People can often be my biggest challenge to come across, though. The most recent comments I have received that still hurt have been “What kind of man could love someone who is autistic?” (implying we are unlovable/freaks) and, when I see professionals for anxiety/depression, I am often replied back with “Well, you’re autistic, it comes with the diagnosis…we can’t help you” (what am I meant to do, then?). When I tell people I’m autistic, I get weird looks or I get treated differently, like I’m an outcast. People talk about us like we are some sort of deformed breed of monsters that live in caves and only come out to hurt you or say stupid things. People can be really nasty, and it’s almost socially acceptable to be nasty towards us because we are not seen as people.

Do you have any tips for someone who is newly diagnosed?

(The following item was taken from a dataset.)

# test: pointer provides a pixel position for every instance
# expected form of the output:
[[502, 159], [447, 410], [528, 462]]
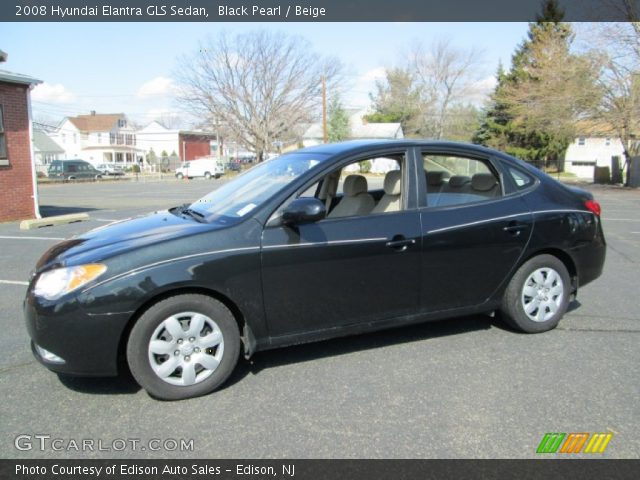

It’s lonely. You’re going to go through bullying and trauma, more than likely, if you haven’t already. You will be hit with anxiety and depression. The world will not be entirely accepting of you. In many areas, you will be an outcast, but it’s okay because the autistic community will always welcome you in with open arms and for every storm that passes your way, you will encounter a rainbow. Turn your pain into something beautiful. Also, don’t listen to Autism Speaks. You do not need to be cured. There are plenty of other services to help autistic people but please don’t go to them.

What is one thing you would like people to remember about your condition?

We are people and we are human. Every heart beats as one, in the end. We are different but we’re not all that different from you. We hurt, we fear, we dream, we think, we feel. We’re not outcasts, we are not zoo animals for you to stare at and we are not here to inspire you or for you to think “Thank god I’m not them”. We are wonderful, autism and all. And please don’t tell any one of us “You’re autistic? Really? You don’t look autistic!”.